Renforcer la stabilité et la prévisibilité du coût de l'énergie, contribuant ainsi à la compétitivité de l'économie de l'UE

D'une part, la proposition vise à optimiser le fonctionnement des marchés à court terme, par exemple en réduisant la taille minimale des offres pour les marchés intra journaliers et à court terme à 100 kW, afin d'en améliorer la liquidité. D'autre part, elle vise à améliorer l'accès aux contrats à long terme plus stables (PPA ou Power Purchase Agreements5, et CfD ou Contracts for Differences6) et aux marchés.

Pour améliorer la liquidité des marchés à terme, la proposition prévoit des prix de référence régionaux par l'intermédiaire d'une plaque tournante afin d'accroître la transparence des prix d’une part, et  l'obligation pour les gestionnaires de réseau d'autoriser des droits de transport d'une durée supérieure à un an d'autre part. La communication prévoit de clarifier le rôle de l'Agence Européenne des Régulateurs de l’Énergie.

Stimuler les investissements dans les énergies renouvelables

Les CfD et les PPA pourraient offrir des prix stables aux consommateurs et des revenus fiables aux fournisseurs d'énergie renouvelable, en réduisant leur risque financier et le coût du capital, en sécurisant le volume vendu et contribuant ainsi à l'objectif de tripler le déploiement des énergies renouvelables, conformément aux objectifs du Green Deal européen.

Pour renforcer l'attrait des investissements dans les énergies renouvelables, l'exploitation de leur potentiel par le biais de technologies et de processus supplémentaires (comme le stockage et la réponse à la demande) doit être clairement établie. Par conséquent, la proposition vise à permettre aux États membres de concevoir ou de revoir les mécanismes de capacité afin de promouvoir la flexibilité à faible émission de carbone. 

De façon complémentaire, mais moins claire dans la proposition, les Etats membres pourront introduire des nouveaux régimes de soutien pour la flexibilité non fossile telle que la réponse à la demande et le stockage. Les États pourront évaluer les besoins de flexibilité de leur système électrique et établir des objectifs pour répondre à ces besoins. Plus spécifiquement, dans les situations de crise, les États membres pourront intervenir avec des contrats pour écrêter les pointes et contribuer à la réduction des pics de consommation. D’autres mesures, plus techniques, qui visent l’organisation des échanges infra-journaliers, permettraient une intégration plus efficace des énergies renouvelables dans le système électrique. 

Plutôt qu'une réforme, une révision des règles de fonctionnement du marché

La réforme ne révolutionne pas l’architecture des marchés électriques.
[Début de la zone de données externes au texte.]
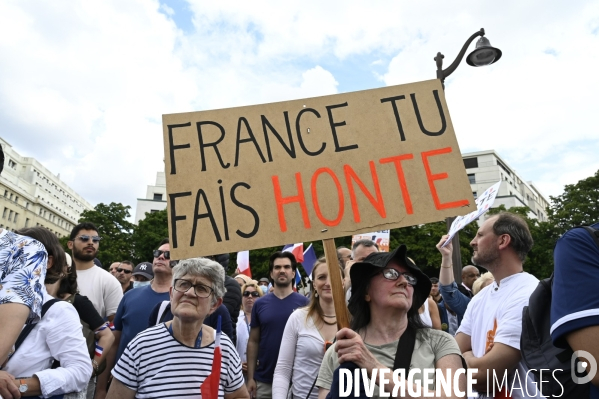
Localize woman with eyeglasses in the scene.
[316,245,466,399]
[236,279,263,380]
[272,257,343,399]
[107,258,249,399]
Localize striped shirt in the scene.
[112,323,244,399]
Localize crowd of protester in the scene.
[0,145,599,399]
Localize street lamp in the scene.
[435,28,501,89]
[435,28,501,284]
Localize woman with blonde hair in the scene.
[272,257,343,399]
[235,277,263,380]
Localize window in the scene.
[464,158,478,169]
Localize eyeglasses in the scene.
[174,279,214,298]
[116,267,133,274]
[154,249,171,259]
[77,234,102,244]
[382,269,418,285]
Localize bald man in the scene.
[458,265,480,298]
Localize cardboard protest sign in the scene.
[163,80,474,259]
[442,180,501,247]
[352,230,391,252]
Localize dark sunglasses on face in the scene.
[77,234,102,244]
[154,249,171,259]
[116,267,133,274]
[382,269,418,285]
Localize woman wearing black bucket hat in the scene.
[316,245,466,398]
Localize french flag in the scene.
[237,251,252,278]
[283,242,304,263]
[200,316,222,399]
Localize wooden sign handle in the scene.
[322,238,349,329]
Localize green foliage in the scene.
[547,171,599,234]
[131,209,168,264]
[79,202,134,268]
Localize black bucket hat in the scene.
[349,245,432,309]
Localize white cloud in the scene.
[0,0,599,222]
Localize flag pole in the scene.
[322,238,349,329]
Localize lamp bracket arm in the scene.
[435,28,485,82]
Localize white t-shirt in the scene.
[235,310,250,363]
[77,266,123,318]
[458,273,542,399]
[2,292,92,397]
[272,308,324,399]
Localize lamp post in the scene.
[435,28,501,284]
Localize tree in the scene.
[547,170,599,234]
[79,202,134,268]
[131,209,168,264]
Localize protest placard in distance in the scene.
[163,80,474,259]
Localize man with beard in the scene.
[247,252,308,399]
[450,212,541,398]
[67,222,123,321]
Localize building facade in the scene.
[0,138,93,237]
[135,172,166,224]
[462,150,549,222]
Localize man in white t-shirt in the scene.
[450,212,541,398]
[67,222,123,399]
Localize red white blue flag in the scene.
[200,316,222,399]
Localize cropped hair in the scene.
[493,212,533,262]
[173,258,227,304]
[15,227,67,284]
[69,222,98,241]
[268,251,297,276]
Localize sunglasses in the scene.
[154,249,171,259]
[116,267,133,274]
[77,234,102,244]
[382,269,418,286]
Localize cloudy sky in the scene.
[0,0,599,219]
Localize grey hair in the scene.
[493,212,534,262]
[173,258,227,304]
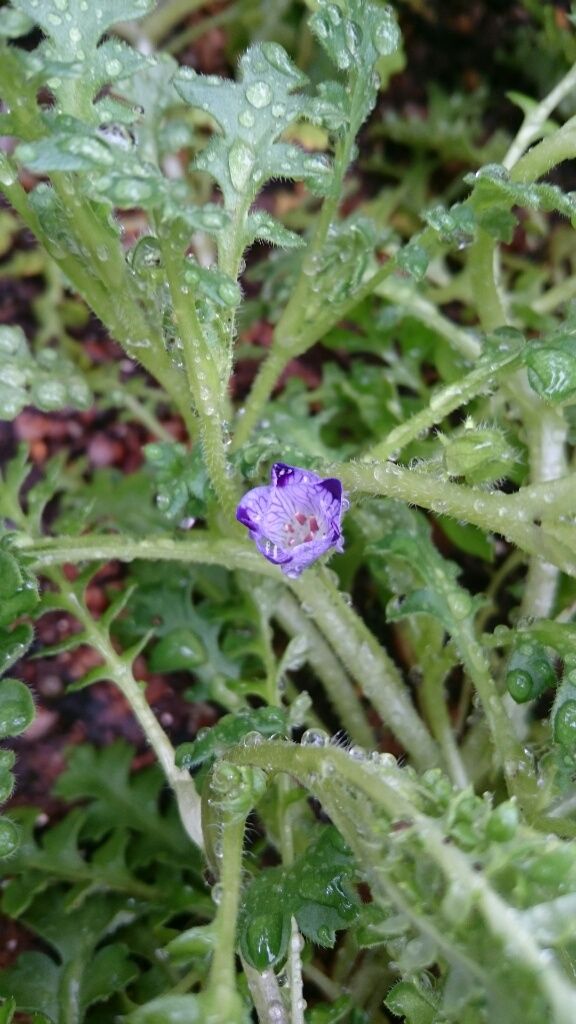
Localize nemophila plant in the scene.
[0,0,576,1024]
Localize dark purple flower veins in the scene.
[236,462,348,577]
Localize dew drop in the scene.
[241,82,272,111]
[300,729,330,746]
[228,139,254,191]
[238,111,255,128]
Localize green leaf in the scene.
[369,518,483,634]
[174,43,331,209]
[0,996,16,1024]
[80,943,138,1012]
[464,164,576,235]
[13,0,154,60]
[126,995,202,1024]
[176,708,288,769]
[384,981,438,1024]
[143,441,210,522]
[239,826,360,971]
[0,5,34,39]
[0,327,92,420]
[422,203,476,249]
[54,741,190,866]
[149,627,207,672]
[310,0,402,131]
[441,425,519,483]
[0,952,60,1024]
[525,332,576,406]
[0,817,19,858]
[0,679,35,739]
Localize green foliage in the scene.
[176,708,288,768]
[0,0,576,1024]
[240,828,360,971]
[0,327,92,420]
[175,43,330,214]
[0,743,204,1024]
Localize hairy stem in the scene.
[275,593,374,746]
[63,591,203,849]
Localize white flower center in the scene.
[283,512,324,548]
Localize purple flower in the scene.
[236,462,348,578]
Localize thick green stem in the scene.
[364,355,519,461]
[452,618,537,813]
[230,742,576,1024]
[63,593,203,849]
[157,231,239,507]
[326,463,576,575]
[208,816,244,1024]
[522,405,568,618]
[419,625,469,790]
[275,593,374,748]
[290,571,439,768]
[468,228,508,331]
[18,537,438,767]
[502,65,576,170]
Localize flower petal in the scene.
[236,487,271,534]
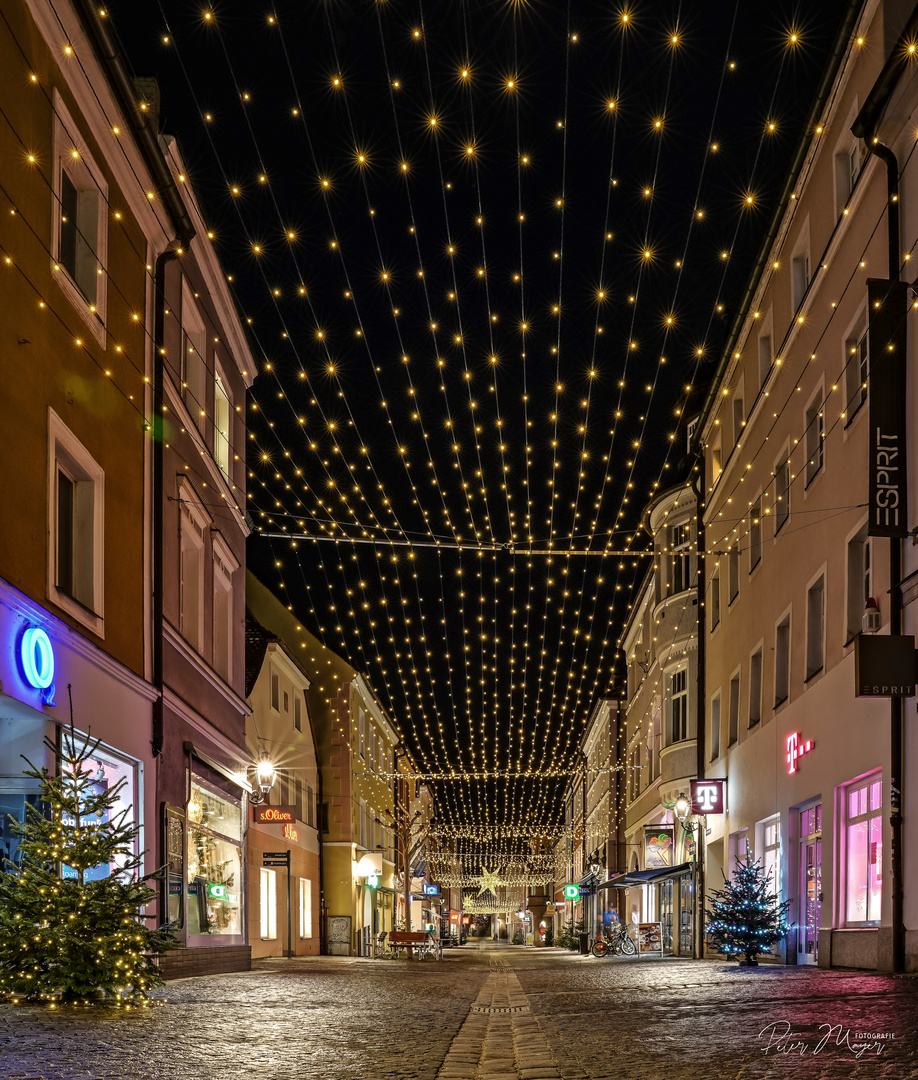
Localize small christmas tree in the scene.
[0,727,177,1008]
[704,846,791,968]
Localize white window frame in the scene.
[48,407,105,637]
[51,90,108,349]
[178,280,207,433]
[801,379,825,490]
[839,769,887,927]
[211,531,239,683]
[774,607,794,708]
[748,642,765,728]
[214,356,233,481]
[178,476,211,653]
[258,866,278,942]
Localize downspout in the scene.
[691,468,707,960]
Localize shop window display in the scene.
[188,780,242,935]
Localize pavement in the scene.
[0,942,918,1080]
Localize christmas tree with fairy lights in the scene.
[704,846,791,968]
[0,727,177,1008]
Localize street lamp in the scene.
[248,756,278,805]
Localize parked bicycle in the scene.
[590,926,637,959]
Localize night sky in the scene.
[109,0,846,833]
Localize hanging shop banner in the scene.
[644,825,674,870]
[854,634,918,698]
[864,278,909,537]
[637,922,663,956]
[691,780,727,814]
[252,805,296,825]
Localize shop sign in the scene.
[867,278,915,535]
[19,626,54,705]
[786,731,815,772]
[644,825,675,870]
[252,806,296,825]
[854,630,918,698]
[691,780,727,814]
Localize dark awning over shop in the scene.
[596,863,691,889]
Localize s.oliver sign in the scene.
[252,806,296,825]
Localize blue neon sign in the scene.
[19,626,54,705]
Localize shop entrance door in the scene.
[797,804,822,964]
[660,878,673,953]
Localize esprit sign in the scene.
[867,278,909,537]
[786,731,815,772]
[691,780,726,813]
[253,806,296,825]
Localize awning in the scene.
[596,863,692,889]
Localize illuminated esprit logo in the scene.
[786,731,815,772]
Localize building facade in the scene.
[697,2,918,970]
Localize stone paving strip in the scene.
[437,954,570,1080]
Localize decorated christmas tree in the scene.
[0,727,176,1008]
[704,847,791,968]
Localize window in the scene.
[727,541,740,604]
[299,878,312,937]
[727,672,740,746]
[670,522,691,593]
[846,525,874,642]
[774,615,791,708]
[711,693,720,761]
[178,481,210,652]
[52,91,108,348]
[750,499,761,573]
[758,334,774,387]
[179,291,207,431]
[807,576,825,678]
[711,567,720,630]
[805,390,825,487]
[258,866,278,941]
[750,649,761,728]
[774,459,791,534]
[845,773,883,926]
[214,374,232,478]
[48,409,105,635]
[672,667,688,742]
[792,252,810,311]
[845,330,870,427]
[835,143,861,217]
[212,532,239,683]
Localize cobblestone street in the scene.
[0,943,918,1080]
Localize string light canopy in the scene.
[107,0,842,851]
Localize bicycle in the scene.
[590,927,637,959]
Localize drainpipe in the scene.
[691,468,707,960]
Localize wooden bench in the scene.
[389,930,430,960]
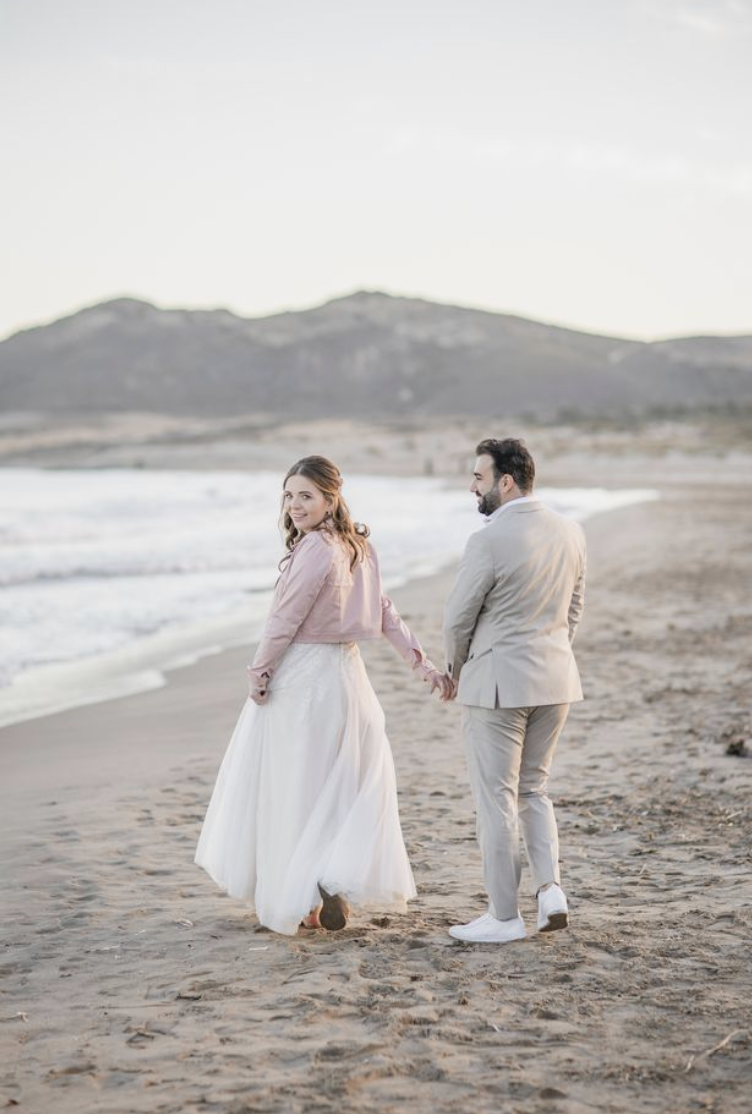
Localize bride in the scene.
[195,457,453,936]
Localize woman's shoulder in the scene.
[289,530,334,565]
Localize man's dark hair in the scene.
[476,437,535,495]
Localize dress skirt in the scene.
[195,643,416,936]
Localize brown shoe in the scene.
[319,882,350,932]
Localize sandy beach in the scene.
[0,440,752,1114]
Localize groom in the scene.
[445,438,585,944]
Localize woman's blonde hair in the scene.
[282,457,371,568]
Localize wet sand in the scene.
[0,469,752,1114]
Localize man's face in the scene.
[470,453,501,515]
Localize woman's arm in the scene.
[248,532,334,688]
[381,593,453,701]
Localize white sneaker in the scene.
[538,882,569,932]
[449,912,527,944]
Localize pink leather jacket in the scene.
[251,530,436,678]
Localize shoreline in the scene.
[0,465,752,1114]
[0,472,660,730]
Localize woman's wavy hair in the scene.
[281,457,371,568]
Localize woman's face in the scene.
[283,476,332,534]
Il s’agit plutôt d’un ensemble de mesures nécessaires, probablement au-delà de la crise de l’énergie que nous avons vécue, pour mieux coordonner les besoins d’investissement dans les énergies décarbonées et l’architecture du marché. Si l’ensemble des règles de marché à court terme reste inchangé, l’essentiel des débats s’est focalisé sur les CfD. Notons que toute forme contractuelle bilatérale, qu’il s’agisse des contrats aux différences, ou des PPA, est vitale pour le fonctionnement du marché électrique7

Les CfD ne sont pas du tout nouveaux. Il s’agit de swaps, soit des accords financiers en vertu desquels une partie (le vendeur) accepte de payer à une autre partie (l'acheteur) un montant égal à la différence entre le prix au comptant à une période d'une demi-heure prédéterminée et un prix fixe prédéterminé multiplié par une quantité prédéterminée. 

Ces contrats sont donc des moyens de se protéger contre le risque prix essentiellement.

Les contrats de ce type sont appelés swaps parce qu'ils ont pour effet d'échanger un flux de revenus flottants contre un flux de revenus fixes. Ces contrats sont donc des moyens de se protéger contre le risque prix essentiellement.  

Les swaps peuvent impliquer des flux de paiements dans les deux sens. Si le prix au comptant est supérieur au prix fixe, le vendeur du swap paie la différence à l'acheteur. En revanche, si le prix au comptant est inférieur au prix fixé, l'acheteur du swap paie la différence au vendeur.

Si ces contrats ne sont pas nouveaux, leur encadrement dans la proposition de directive l’est. En particulier, la Commission propose que les contrats à prix garantis par l'État soient imposés comme seul régime de soutien public aux énergies renouvelables et à l'énergie nucléaire (article 19 ter). Ils seront ouverts aux "nouveaux investissements" finançant "de nouvelles installations de production d'électricité" ou "la rénovation d'installations de production d'électricité existantes [et] la prolongation de leur durée de vie". La France en particulier pourrait utiliser les CfD sur ses centrales nucléaires existantes dans le cadre du grand carénage. Le Portugal et l’Espagne ont soutenu cette mesure, qui leur permettra d’obtenir les mêmes conditions pour les investissements dans la rénovation et l’installation de centrales hydroélectriques.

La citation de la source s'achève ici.